オリジナルは、もし本当にそこにあるとすれば、日本各地の神社にとどまることになる。

八咫鏡(やたのかがみ)

1000年以上も前に造られたとされる八咫鏡は、三重県の伊勢神宮に納められていると信じられている。

倫理学の研究機関「モラロジー研究所」の竹中信介博士によると、三種の神器の中でも八咫鏡が最も神聖とされている。

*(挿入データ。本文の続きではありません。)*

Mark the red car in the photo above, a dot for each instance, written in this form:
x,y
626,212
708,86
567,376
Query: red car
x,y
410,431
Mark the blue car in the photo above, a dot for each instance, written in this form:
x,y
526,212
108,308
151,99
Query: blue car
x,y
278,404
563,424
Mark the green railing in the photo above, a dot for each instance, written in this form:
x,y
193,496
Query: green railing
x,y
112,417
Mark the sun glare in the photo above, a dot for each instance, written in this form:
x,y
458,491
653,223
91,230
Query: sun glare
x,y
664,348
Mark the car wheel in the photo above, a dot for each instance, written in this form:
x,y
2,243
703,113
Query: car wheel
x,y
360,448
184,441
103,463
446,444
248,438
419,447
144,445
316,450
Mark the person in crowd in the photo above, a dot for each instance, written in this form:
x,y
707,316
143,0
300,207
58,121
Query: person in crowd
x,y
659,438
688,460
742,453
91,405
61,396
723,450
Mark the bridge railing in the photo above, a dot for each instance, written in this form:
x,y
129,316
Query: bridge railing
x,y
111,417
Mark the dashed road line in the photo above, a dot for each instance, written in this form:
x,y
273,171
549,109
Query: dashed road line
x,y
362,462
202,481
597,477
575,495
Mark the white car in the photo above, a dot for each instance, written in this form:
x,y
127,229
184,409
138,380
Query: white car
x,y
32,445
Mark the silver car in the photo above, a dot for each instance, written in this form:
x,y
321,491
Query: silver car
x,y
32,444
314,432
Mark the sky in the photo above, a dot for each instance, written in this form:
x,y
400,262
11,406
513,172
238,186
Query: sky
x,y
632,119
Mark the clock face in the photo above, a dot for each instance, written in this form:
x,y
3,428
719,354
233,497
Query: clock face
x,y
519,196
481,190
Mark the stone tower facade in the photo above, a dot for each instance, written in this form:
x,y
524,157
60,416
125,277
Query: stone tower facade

1989年に天皇が即位された際、八咫鏡だけは「剣璽等承継の儀(けんじとうしょうけいのぎ)」で継承されず、皇居の賢所(かしこどころ)で個別に祭儀が行われた。

Artist impression of Yata no Kagami
Image copyrightBBC/DAVIESSURYA

日本の民話では、鏡は神の力を持ち、真実を映すとされる。皇室の儀式では、八咫鏡は天皇の知恵を象徴する。

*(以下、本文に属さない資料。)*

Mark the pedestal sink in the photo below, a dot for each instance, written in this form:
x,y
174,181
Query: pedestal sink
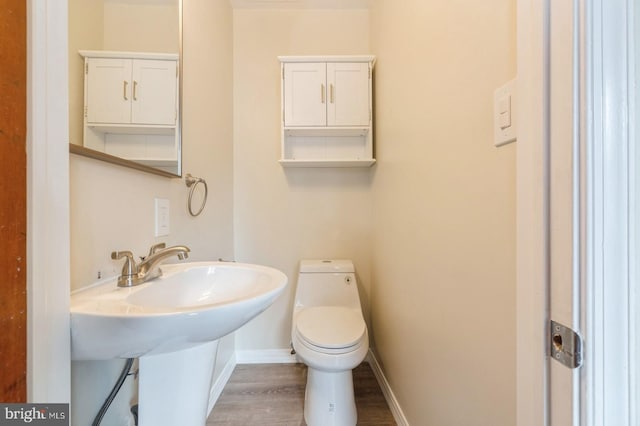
x,y
172,324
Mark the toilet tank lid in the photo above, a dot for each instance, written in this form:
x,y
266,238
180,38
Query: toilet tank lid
x,y
326,265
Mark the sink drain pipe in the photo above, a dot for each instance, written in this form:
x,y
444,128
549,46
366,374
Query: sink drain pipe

日本の古代神話を記した古事記によると、八咫鏡は伊斯許理度売命(いしこりどめのみこと)という神によって造られた。

太陽神である天照大神(あまてらすおおみかみ)が、きょうだいの建速須佐之男命(たけはやすさのおのみこと)との不和を理由に天岩戸(あまのいわと)に隠れてしまい、世界は闇に包まれた。

困った神々は宴を開いて天照大神を誘い出そうとした。天照大神は、八咫鏡に映った自分の写し身に誘われて外に出て、世界に光が戻ったとされる。

八咫鏡を含む三種の神器はその後、天照大神の孫に当たる邇邇芸命(ににぎのみこと)に受け継がれた。

竹中博士によると、天照大神は邇邇芸命に「この鏡こそは、ひたすら私の魂として、私自身を祭るように心身を清浄にしてお仕えせよ」と命じたという。

邇邇芸命は、紀元前660年に日本で最初の天皇となった神武天皇の曽祖父とされている。

草薙剣(くさなぎのつるぎ)

草薙剣は、愛知県の熱田神宮に祭られているといわれている。

Artist impression of Kusanagi no Tsurugi
Image copyrightBBC/DAVIESSURYA

伝説によると、草薙剣は8つの頭を持つヘビ「八岐大蛇(やまたのおろち)」の尾から生まれた。八岐大蛇に娘を食べられてしまった老夫婦が、最後に残った娘との結婚を条件に須佐之男命に助けを求めた。須佐之男命は八岐大蛇に酒を飲ませて退治し、その尾から草薙剣を見つけた。草薙剣はその後、天照大神に捧げられた。

剣は天皇の勇敢さを示している。しかし、その由来や所在はほとんど分かっておらず、実在を疑問視する声もある。

ただ、その存在が秘匿されているのは事実だ。江戸時代、1人の神主がこの剣を見たと触れ回ったが、その後、神主は流刑にされたという。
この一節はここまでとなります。